This past weekend was the end of a light show celebrating the 250th anniversary of Edinburgh’s New Town – called ‘Georgian Shadows’, although it was really mostly the opposite of shadows, with people made out of light projected onto the buildings.
On Saturday night I managed to look around the buildings near St Andrew’s Square, after getting back quite late from the Borders.
General Register House was decorated with words from the original New Town proposals.
Dundas House had a light show which picked out different elements of its architecture.
The Melville Monument was telling the story of the plans, moving from the old town to the new.
By Sunday night the clocks had changed and there wasn’t much darkness – instead it was that deep blue twilight which is the real shadow time.
The Georgian House in Charlotte Square had the only real shadows, setting the table for dinner.
The link boy, carrying his torch, was the element which ran through all the different light shows – he turned up at some point on every building.
At the Assembly Rooms a queue of ladies and gentlemen were waiting to get in.
And St Andrew’s and St George’s West Church – the oldest in the New Town, opened as St Andrew’s in 1784 – was showing portraits of some of the early inhabitants – here two sedan chairmen wait for a customer.
Two Dundas families are represented in St Andrew’s Square, with Dundas House on the east side – now the headquarters of the Royal Bank of Scotland – having been built for Sir Lawrence Dundas, a distant cousin and a rival of Lord Melville.
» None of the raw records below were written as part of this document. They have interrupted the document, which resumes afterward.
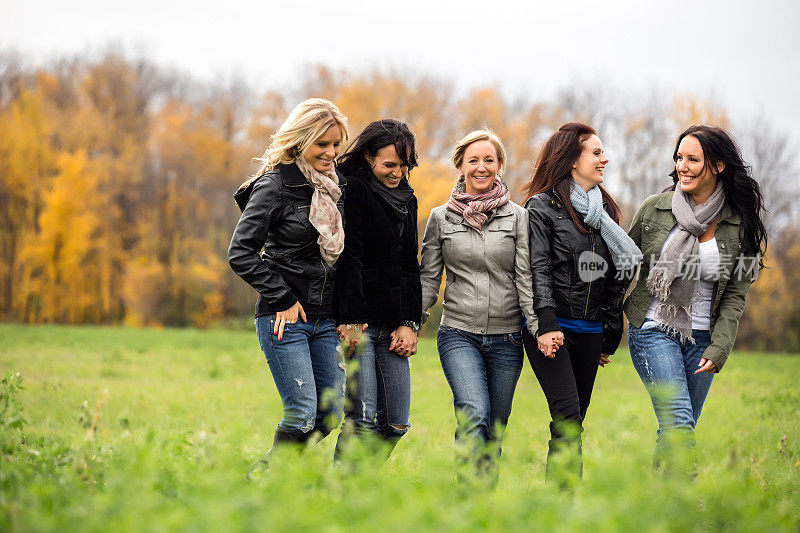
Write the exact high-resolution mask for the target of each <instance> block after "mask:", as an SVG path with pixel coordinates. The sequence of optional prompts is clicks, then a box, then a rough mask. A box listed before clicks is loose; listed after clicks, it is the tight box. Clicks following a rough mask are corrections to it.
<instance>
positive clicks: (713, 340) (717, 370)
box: [703, 255, 758, 372]
mask: <svg viewBox="0 0 800 533" xmlns="http://www.w3.org/2000/svg"><path fill="white" fill-rule="evenodd" d="M748 260H752V259H748V258H747V257H746V256H744V255H739V257H738V258H737V261H736V263H737V266H738V268H737V267H735V268H734V271H733V272H731V277H730V279H729V280H728V283H727V284H726V285H725V289H724V290H723V293H722V297H721V298H720V301H719V308H718V314H717V321H716V323H715V324H714V327H713V329H712V330H711V345H709V347H708V348H706V351H705V352H704V353H703V357H705V358H706V359H711V360H712V361H714V364H715V365H716V366H717V372H719V371H720V370H722V367H723V366H724V365H725V362H726V361H727V360H728V356H729V355H730V353H731V350H732V349H733V343H734V342H735V341H736V331H737V330H738V329H739V320H740V319H741V318H742V314H743V313H744V306H745V301H746V299H747V292H748V291H749V290H750V285H751V284H752V282H753V281H754V279H753V276H752V275H749V274H748V275H745V272H747V269H746V267H747V265H746V264H745V263H744V262H745V261H748ZM755 268H758V266H757V265H755ZM740 269H741V270H740ZM740 273H741V275H739V274H740Z"/></svg>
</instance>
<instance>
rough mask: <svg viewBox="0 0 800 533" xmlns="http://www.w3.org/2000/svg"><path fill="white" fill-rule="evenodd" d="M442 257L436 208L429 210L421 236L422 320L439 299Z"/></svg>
mask: <svg viewBox="0 0 800 533" xmlns="http://www.w3.org/2000/svg"><path fill="white" fill-rule="evenodd" d="M443 270H444V259H443V258H442V241H441V238H440V231H439V220H438V217H437V215H436V210H433V211H431V214H430V216H429V217H428V224H427V225H426V226H425V236H424V237H423V238H422V261H421V264H420V282H421V285H422V311H423V316H422V322H425V320H427V318H428V313H426V312H425V311H427V310H428V308H430V307H431V306H432V305H433V304H435V303H436V300H438V299H439V287H440V286H441V284H442V272H443Z"/></svg>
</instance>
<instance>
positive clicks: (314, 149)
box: [303, 124, 342, 173]
mask: <svg viewBox="0 0 800 533" xmlns="http://www.w3.org/2000/svg"><path fill="white" fill-rule="evenodd" d="M341 144H342V130H341V128H340V127H339V126H338V125H336V124H334V125H333V126H331V127H329V128H328V129H327V130H325V133H323V134H322V136H321V137H320V138H319V139H317V140H316V141H314V142H313V143H312V144H311V146H309V147H308V148H307V149H306V151H305V153H303V157H304V158H305V160H306V161H308V164H309V165H311V166H312V167H313V168H314V170H316V171H317V172H323V173H325V172H330V171H331V170H333V160H334V159H336V156H338V155H339V147H340V145H341Z"/></svg>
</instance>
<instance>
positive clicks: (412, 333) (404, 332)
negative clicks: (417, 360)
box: [389, 326, 417, 357]
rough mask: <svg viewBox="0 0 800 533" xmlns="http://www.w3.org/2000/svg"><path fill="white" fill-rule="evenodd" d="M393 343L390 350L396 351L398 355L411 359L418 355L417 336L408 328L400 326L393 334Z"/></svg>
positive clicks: (389, 343)
mask: <svg viewBox="0 0 800 533" xmlns="http://www.w3.org/2000/svg"><path fill="white" fill-rule="evenodd" d="M391 337H392V342H391V343H389V350H390V351H392V350H394V352H395V353H397V354H398V355H402V356H403V357H411V356H412V355H414V354H415V353H417V334H416V333H414V330H413V329H411V328H410V327H408V326H400V327H398V328H397V329H396V330H394V331H393V332H392V333H391Z"/></svg>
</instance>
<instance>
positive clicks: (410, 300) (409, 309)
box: [400, 197, 422, 322]
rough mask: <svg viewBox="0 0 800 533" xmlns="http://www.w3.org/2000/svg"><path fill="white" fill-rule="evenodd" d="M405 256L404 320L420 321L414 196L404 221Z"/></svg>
mask: <svg viewBox="0 0 800 533" xmlns="http://www.w3.org/2000/svg"><path fill="white" fill-rule="evenodd" d="M403 224H404V225H405V228H404V231H403V240H402V241H403V258H402V262H403V265H402V269H403V271H402V277H401V281H400V283H401V287H400V289H401V294H402V302H403V320H411V321H412V322H419V321H420V320H421V316H422V283H421V281H420V269H419V260H418V259H417V254H418V253H419V234H418V232H417V198H416V197H413V199H412V200H411V203H410V204H409V209H408V214H407V215H406V219H405V221H404V222H403Z"/></svg>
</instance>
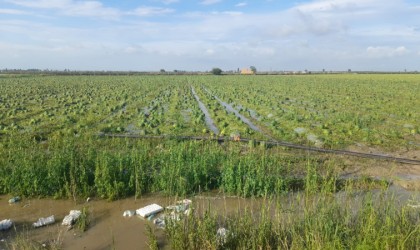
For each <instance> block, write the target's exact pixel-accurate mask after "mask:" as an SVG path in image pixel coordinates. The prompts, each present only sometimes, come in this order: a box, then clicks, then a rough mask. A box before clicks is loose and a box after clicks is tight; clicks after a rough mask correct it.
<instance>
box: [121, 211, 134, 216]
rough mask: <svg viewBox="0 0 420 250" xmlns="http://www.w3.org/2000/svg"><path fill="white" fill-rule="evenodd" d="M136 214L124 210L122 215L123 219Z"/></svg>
mask: <svg viewBox="0 0 420 250" xmlns="http://www.w3.org/2000/svg"><path fill="white" fill-rule="evenodd" d="M135 214H136V212H135V211H132V210H125V211H124V213H123V216H124V217H131V216H133V215H135Z"/></svg>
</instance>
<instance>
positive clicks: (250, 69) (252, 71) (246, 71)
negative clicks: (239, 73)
mask: <svg viewBox="0 0 420 250" xmlns="http://www.w3.org/2000/svg"><path fill="white" fill-rule="evenodd" d="M253 74H254V72H253V71H252V70H251V69H248V68H245V69H241V75H253Z"/></svg>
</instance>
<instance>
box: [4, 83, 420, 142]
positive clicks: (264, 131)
mask: <svg viewBox="0 0 420 250" xmlns="http://www.w3.org/2000/svg"><path fill="white" fill-rule="evenodd" d="M419 80H420V77H419V76H417V75H398V76H393V75H320V76H311V75H308V76H223V77H214V76H48V77H42V76H34V77H8V78H0V93H2V95H1V97H0V133H2V134H10V133H14V132H16V131H18V132H21V133H22V132H23V133H37V134H45V135H51V134H72V135H76V136H77V135H81V134H93V133H98V132H104V133H130V134H140V135H145V134H150V135H213V136H218V135H231V134H232V133H236V134H240V135H241V136H242V137H247V138H258V139H270V138H271V139H277V140H283V141H289V142H295V143H300V144H309V145H315V146H317V147H325V148H346V147H348V146H351V145H361V144H362V145H366V146H373V147H377V148H381V149H385V150H394V149H398V148H403V147H404V148H406V147H419V145H420V136H419V134H420V125H419V124H420V108H419V107H420V98H418V93H420V81H419ZM193 92H194V93H196V95H197V97H199V99H200V100H201V102H202V103H203V104H204V105H205V107H206V108H207V110H208V113H209V115H210V118H211V119H212V120H213V121H214V125H215V127H216V130H214V129H211V128H209V127H208V125H207V124H206V116H205V114H204V113H203V111H202V110H201V109H200V107H199V103H198V102H197V99H196V97H195V96H194V94H193ZM239 116H240V117H239ZM215 131H217V132H218V134H217V133H215Z"/></svg>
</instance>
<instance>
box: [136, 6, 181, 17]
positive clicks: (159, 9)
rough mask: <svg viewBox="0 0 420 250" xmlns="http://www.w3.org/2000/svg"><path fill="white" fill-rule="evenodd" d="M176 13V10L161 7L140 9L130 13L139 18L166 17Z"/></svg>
mask: <svg viewBox="0 0 420 250" xmlns="http://www.w3.org/2000/svg"><path fill="white" fill-rule="evenodd" d="M172 12H175V10H174V9H169V8H160V7H139V8H137V9H135V10H134V11H132V12H130V14H132V15H138V16H155V15H164V14H169V13H172Z"/></svg>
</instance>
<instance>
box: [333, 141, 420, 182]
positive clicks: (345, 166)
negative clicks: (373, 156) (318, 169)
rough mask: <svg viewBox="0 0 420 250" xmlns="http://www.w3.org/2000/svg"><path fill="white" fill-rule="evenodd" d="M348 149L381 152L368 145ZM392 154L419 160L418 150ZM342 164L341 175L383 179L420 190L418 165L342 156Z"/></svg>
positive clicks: (395, 155) (359, 151) (405, 151)
mask: <svg viewBox="0 0 420 250" xmlns="http://www.w3.org/2000/svg"><path fill="white" fill-rule="evenodd" d="M349 150H353V151H358V152H365V153H375V154H381V152H380V151H378V150H375V149H372V148H368V147H354V148H350V149H349ZM387 155H392V156H395V157H399V158H407V159H414V160H420V150H411V151H402V150H401V151H398V152H395V153H392V154H389V153H388V154H387ZM342 160H343V162H344V166H343V168H342V171H341V173H340V174H341V175H342V176H346V177H357V176H367V177H372V178H378V179H385V180H388V181H390V182H392V183H393V184H394V185H398V186H401V187H403V188H405V189H407V190H420V165H414V164H403V163H395V162H390V161H382V160H372V159H361V158H353V157H342Z"/></svg>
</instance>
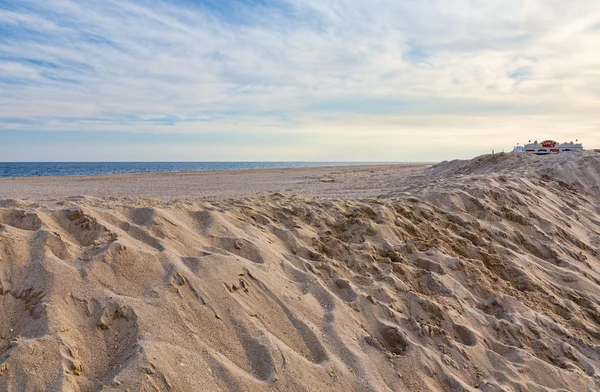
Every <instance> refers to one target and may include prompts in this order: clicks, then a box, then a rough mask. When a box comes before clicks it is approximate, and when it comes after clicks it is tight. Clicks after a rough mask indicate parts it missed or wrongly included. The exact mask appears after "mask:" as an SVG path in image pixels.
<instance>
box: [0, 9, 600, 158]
mask: <svg viewBox="0 0 600 392" xmlns="http://www.w3.org/2000/svg"><path fill="white" fill-rule="evenodd" d="M547 138H551V139H557V140H559V141H571V140H574V139H579V140H581V141H583V143H584V147H598V148H600V2H598V0H568V1H567V0H453V1H447V0H171V1H160V0H135V1H134V0H114V1H113V0H77V1H74V0H45V1H40V0H31V1H30V0H0V161H93V160H108V161H112V160H119V161H120V160H134V161H136V160H137V161H139V160H143V161H157V160H158V161H160V160H175V161H183V160H192V161H214V160H216V161H247V160H259V161H261V160H263V161H264V160H276V161H277V160H296V161H298V160H302V161H306V160H319V161H322V160H329V161H431V160H441V159H450V158H465V157H472V156H475V155H479V154H483V153H487V152H489V151H490V150H491V149H496V151H500V150H502V149H506V150H510V149H512V147H513V146H514V145H515V144H516V143H518V142H520V143H523V142H526V141H527V140H529V139H532V140H533V139H547Z"/></svg>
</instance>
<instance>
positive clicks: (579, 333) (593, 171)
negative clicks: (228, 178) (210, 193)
mask: <svg viewBox="0 0 600 392" xmlns="http://www.w3.org/2000/svg"><path fill="white" fill-rule="evenodd" d="M599 184H600V154H594V153H582V154H576V155H572V156H567V155H566V154H565V155H563V156H551V157H535V156H525V155H514V154H498V155H495V156H484V157H480V158H476V159H474V160H472V161H455V162H444V163H442V164H440V165H437V166H434V167H432V168H429V169H424V170H422V171H421V172H420V174H419V175H417V176H415V177H413V178H411V179H410V181H407V182H406V183H404V184H403V186H402V187H401V188H399V189H398V190H394V191H390V192H389V194H387V195H386V196H384V197H380V198H378V199H363V200H357V199H328V198H309V197H302V196H290V195H286V194H278V193H275V194H270V195H268V196H260V197H249V198H239V199H236V200H233V199H231V200H219V201H214V200H213V201H211V200H203V201H160V200H143V199H111V198H94V197H76V198H65V199H61V200H54V201H43V202H41V201H38V202H35V201H31V200H29V201H20V200H4V201H0V223H1V224H0V315H2V316H1V317H0V390H9V391H43V390H49V391H96V390H102V391H122V390H127V389H129V390H131V391H155V390H158V391H274V390H275V391H473V390H482V391H550V390H562V391H595V390H600V381H599V379H598V374H599V373H598V372H599V371H600V261H599V252H600V188H599Z"/></svg>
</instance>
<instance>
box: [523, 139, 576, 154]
mask: <svg viewBox="0 0 600 392" xmlns="http://www.w3.org/2000/svg"><path fill="white" fill-rule="evenodd" d="M570 151H583V145H582V144H581V143H573V142H569V143H562V144H561V143H558V142H555V141H554V140H544V141H543V142H541V143H538V141H537V140H536V141H535V142H533V143H529V144H526V145H524V146H519V145H517V146H516V147H515V148H514V149H513V152H527V153H530V154H537V155H546V154H558V153H561V152H570Z"/></svg>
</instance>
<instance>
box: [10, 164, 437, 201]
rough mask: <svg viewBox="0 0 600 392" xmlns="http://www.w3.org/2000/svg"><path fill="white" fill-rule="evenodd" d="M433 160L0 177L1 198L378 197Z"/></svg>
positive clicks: (163, 198)
mask: <svg viewBox="0 0 600 392" xmlns="http://www.w3.org/2000/svg"><path fill="white" fill-rule="evenodd" d="M430 166H431V164H413V163H410V164H374V165H348V166H314V167H302V168H260V169H237V170H203V171H188V172H156V173H127V174H103V175H91V176H40V177H5V178H0V199H57V198H64V197H71V196H82V195H85V196H94V197H136V198H151V199H166V200H174V199H187V200H189V199H199V198H205V197H216V198H236V197H247V196H254V195H260V194H265V193H272V192H283V193H294V194H301V195H306V196H314V197H350V198H354V197H376V196H378V195H380V194H381V193H384V192H386V191H389V190H393V189H395V188H397V186H398V185H399V184H400V183H402V182H403V181H404V180H405V179H406V178H407V177H408V176H411V175H414V174H417V173H419V172H421V171H422V170H424V169H425V168H427V167H430Z"/></svg>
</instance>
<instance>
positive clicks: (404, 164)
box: [0, 162, 439, 181]
mask: <svg viewBox="0 0 600 392" xmlns="http://www.w3.org/2000/svg"><path fill="white" fill-rule="evenodd" d="M2 163H18V162H2ZM42 163H43V162H42ZM50 163H53V162H50ZM83 163H87V162H83ZM100 163H101V162H100ZM119 163H120V162H119ZM135 163H137V162H135ZM149 163H155V162H149ZM159 163H162V162H159ZM436 163H439V162H415V163H412V162H411V163H372V164H371V163H366V164H364V165H363V164H354V163H352V164H348V165H325V166H301V167H264V168H249V169H213V170H186V171H157V172H135V173H105V174H86V175H78V174H77V175H69V174H67V175H60V176H20V177H0V181H3V180H21V179H27V180H33V179H49V180H52V179H54V180H56V179H62V178H68V179H77V180H85V179H88V178H91V179H96V178H100V179H104V178H107V179H108V178H116V177H129V176H160V175H166V176H169V175H175V176H182V175H196V174H198V175H209V174H212V173H235V174H238V173H254V172H270V171H282V170H284V171H302V170H312V169H315V170H318V169H328V170H330V169H353V170H356V169H361V168H362V169H365V168H378V167H389V166H419V167H420V166H431V165H435V164H436Z"/></svg>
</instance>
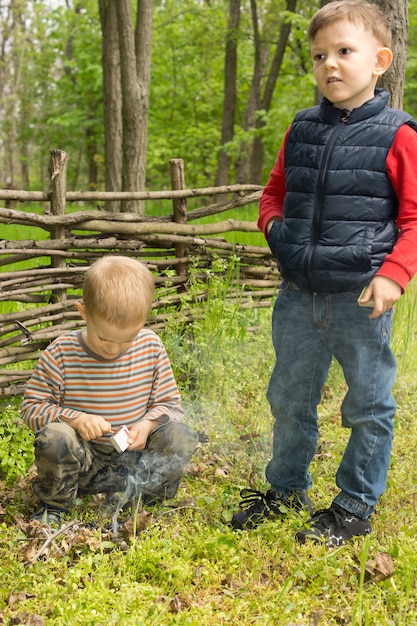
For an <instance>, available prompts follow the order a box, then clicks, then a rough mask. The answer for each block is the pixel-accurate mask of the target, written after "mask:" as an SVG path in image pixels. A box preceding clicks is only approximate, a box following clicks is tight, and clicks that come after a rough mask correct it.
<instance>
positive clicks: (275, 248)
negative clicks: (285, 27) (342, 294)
mask: <svg viewBox="0 0 417 626" xmlns="http://www.w3.org/2000/svg"><path fill="white" fill-rule="evenodd" d="M387 101H388V93H387V92H386V91H384V90H382V89H378V90H377V91H376V95H375V97H374V98H373V99H372V100H370V101H368V102H366V103H365V104H364V105H363V106H361V107H359V108H358V109H353V111H352V112H347V111H343V110H341V109H338V108H336V107H333V105H332V104H331V102H329V101H328V100H326V99H323V100H322V102H321V104H320V106H316V107H312V108H310V109H305V110H304V111H301V112H300V113H298V114H297V115H296V117H295V119H294V121H293V123H292V126H291V130H290V133H289V136H288V141H287V145H286V150H285V180H286V191H287V193H286V196H285V204H284V213H283V220H282V221H277V222H275V223H274V224H273V226H272V228H271V230H270V233H269V237H268V241H269V245H270V247H271V250H272V252H273V253H274V255H275V257H276V259H277V261H278V267H279V269H280V272H281V275H282V277H283V278H284V279H285V280H287V281H290V282H292V283H295V284H296V285H298V286H299V287H301V288H303V289H308V290H310V291H311V292H315V293H341V292H353V293H359V292H360V290H361V288H362V287H363V286H365V285H367V284H368V283H369V282H370V280H371V279H372V277H373V276H374V274H375V272H376V271H377V269H378V268H379V267H380V266H381V264H382V262H383V260H384V258H385V256H386V254H387V253H388V252H390V251H391V250H392V247H393V245H394V243H395V241H396V239H397V229H396V217H397V212H398V202H397V198H396V195H395V193H394V189H393V188H392V185H391V183H390V181H389V179H388V176H387V173H386V158H387V155H388V152H389V150H390V148H391V146H392V143H393V140H394V137H395V134H396V132H397V130H398V128H399V127H400V126H401V125H402V124H406V123H408V124H410V125H411V126H413V127H414V128H416V130H417V125H416V122H415V121H414V120H413V118H412V117H411V116H410V115H408V114H407V113H404V112H402V111H397V110H394V109H390V108H388V107H387Z"/></svg>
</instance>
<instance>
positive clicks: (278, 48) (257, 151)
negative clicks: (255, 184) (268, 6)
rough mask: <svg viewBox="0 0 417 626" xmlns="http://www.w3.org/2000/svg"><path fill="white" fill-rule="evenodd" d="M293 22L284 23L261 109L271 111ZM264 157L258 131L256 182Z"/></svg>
mask: <svg viewBox="0 0 417 626" xmlns="http://www.w3.org/2000/svg"><path fill="white" fill-rule="evenodd" d="M296 5H297V0H287V7H286V10H287V11H291V12H294V11H295V7H296ZM290 31H291V24H290V23H289V22H287V23H284V24H282V26H281V29H280V33H279V38H278V41H277V46H276V48H275V54H274V58H273V60H272V64H271V69H270V71H269V74H268V78H267V80H266V85H265V90H264V94H263V97H262V101H261V107H260V108H261V110H263V111H269V109H270V108H271V102H272V97H273V95H274V90H275V85H276V83H277V80H278V76H279V72H280V70H281V65H282V61H283V59H284V54H285V48H286V46H287V41H288V37H289V36H290ZM255 124H256V127H257V128H258V129H261V128H262V127H263V126H264V121H263V119H262V118H260V117H258V118H256V121H255ZM263 158H264V145H263V140H262V135H261V134H259V133H257V134H256V136H255V139H254V140H253V147H252V152H251V164H250V179H249V180H251V181H252V182H254V183H260V182H261V179H262V164H263Z"/></svg>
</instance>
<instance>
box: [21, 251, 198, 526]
mask: <svg viewBox="0 0 417 626" xmlns="http://www.w3.org/2000/svg"><path fill="white" fill-rule="evenodd" d="M153 294H154V281H153V277H152V274H151V273H150V271H149V270H148V269H147V267H146V266H145V265H144V264H143V263H140V262H139V261H136V260H134V259H130V258H127V257H122V256H106V257H103V258H102V259H100V260H99V261H96V262H95V263H93V265H92V266H91V267H90V268H89V269H88V270H87V273H86V276H85V281H84V288H83V302H82V303H81V302H78V303H76V305H75V306H76V307H77V310H78V312H79V313H80V315H81V317H82V318H83V319H84V321H85V323H86V328H85V330H82V331H75V332H71V333H68V334H67V335H64V336H62V337H59V338H58V339H56V340H55V341H53V342H52V343H51V345H50V346H48V348H47V349H46V350H45V352H44V353H43V354H42V356H41V357H40V359H39V362H38V364H37V366H36V368H35V371H34V373H33V375H32V377H31V379H30V381H29V383H28V386H27V390H26V393H25V395H24V400H23V405H22V418H23V419H24V421H25V422H26V423H27V424H28V426H29V427H30V428H31V429H32V430H33V431H34V432H35V433H36V436H35V461H36V466H37V473H38V477H37V479H36V480H35V482H34V485H33V487H34V491H35V493H36V495H37V496H38V497H39V499H40V501H41V509H40V510H39V511H38V512H37V513H35V515H34V516H33V518H34V519H37V520H39V521H46V522H47V523H50V524H58V523H59V522H60V516H61V514H62V513H63V512H65V511H68V509H71V508H72V507H73V506H74V505H75V500H76V497H77V494H79V493H114V492H120V491H125V490H128V492H130V494H131V495H133V494H135V493H139V494H140V495H141V497H142V500H143V501H144V502H149V501H152V500H155V499H157V500H162V499H164V498H172V497H173V496H174V495H175V493H176V491H177V489H178V485H179V482H180V480H181V477H182V475H183V471H184V469H185V466H186V464H187V463H188V461H189V460H190V458H191V456H192V454H193V452H194V449H195V445H196V440H197V436H196V434H195V433H194V432H193V431H192V430H191V429H189V428H188V427H187V426H185V425H184V424H181V423H180V422H181V419H182V417H183V410H182V408H181V404H180V395H179V392H178V389H177V385H176V383H175V380H174V376H173V372H172V369H171V364H170V362H169V359H168V356H167V353H166V351H165V348H164V346H163V344H162V342H161V340H160V339H159V337H158V336H157V335H156V334H155V333H154V332H152V331H151V330H149V329H146V328H144V325H145V322H146V320H147V317H148V315H149V312H150V310H151V306H152V301H153ZM122 426H125V427H127V429H128V436H127V442H125V443H127V444H128V447H127V449H126V450H125V451H120V446H119V449H117V448H116V449H115V447H114V446H113V444H112V437H113V435H114V434H115V433H117V431H118V430H119V429H120V428H121V427H122Z"/></svg>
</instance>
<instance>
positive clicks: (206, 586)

Sir Lawrence Dundas was not directly involved in the navy, but the family was still heavily involved in seafaring (as most influential families of the tme must have been) – Sir Lawrence invested in East India company ships and had Dundas relatives appointed to them, while his son was involved in the building and trials of the early paddle steamer Charlotte Dundas (named after his daughter), and his son was the naval officer George Heneage Dundas (of Master and Commander fame), who became First Naval Lord later in his life.
Dundas House is built on the side of St Andrew’s Square, looking right down George Street along the centre of the New Town, and stands on the spot from which the New Town was measured and laid out – a plaque on the floor of the bank commemorates this.
This site was originally intended for a church – the counterpart of St George’s in Charlotte Square, now West Register House – but Sir Lawrence apparently decided that it was too good a spot to give up, and had his house built there before the plans for the church could be agreed and the land acquired.
Whatever the issues with its construction, it is a beautifully decorated building
I have been misled by the Melville monument in St Andrews Square. Any time I’ve remembered to go and look at it it’s been in December, and it’s always been covered up by the ice rink’s bar – and so I assumed that there was an inscription on one of the bottom panels where I couldn’t see it. But no – all the panels are blank, and the only plaque on it celebrates Robert Stevenson’s part in its building.
It’s a very towering monument, but I got a good view of the statue from the Scott monument when I climbed that a few weeks ago – I’d never expected to see him on the level!
Lord Melville is one of those people who did a great deal for the navy without ever really being part of it – he was Secretary of State for War and later First Lord of the Admiralty, and as the latter managed to greatly increase the number of ships at sea by arranging for repairs rather than complete refits – indirectly contributing to the victory at Trafalgar – and the monument was paid for by members of the navy.
He’s also an occasional character in the Master and Commander series, as First Lord and as the father of Jack’s friend Heneage Dundas (which he wasn’t, but that’s a story for another day).
But he was a controversial figure in many ways, and was also the last person to be impeached for misappropriation of public funds in Britain – although he was eventually found guilty only of negligence.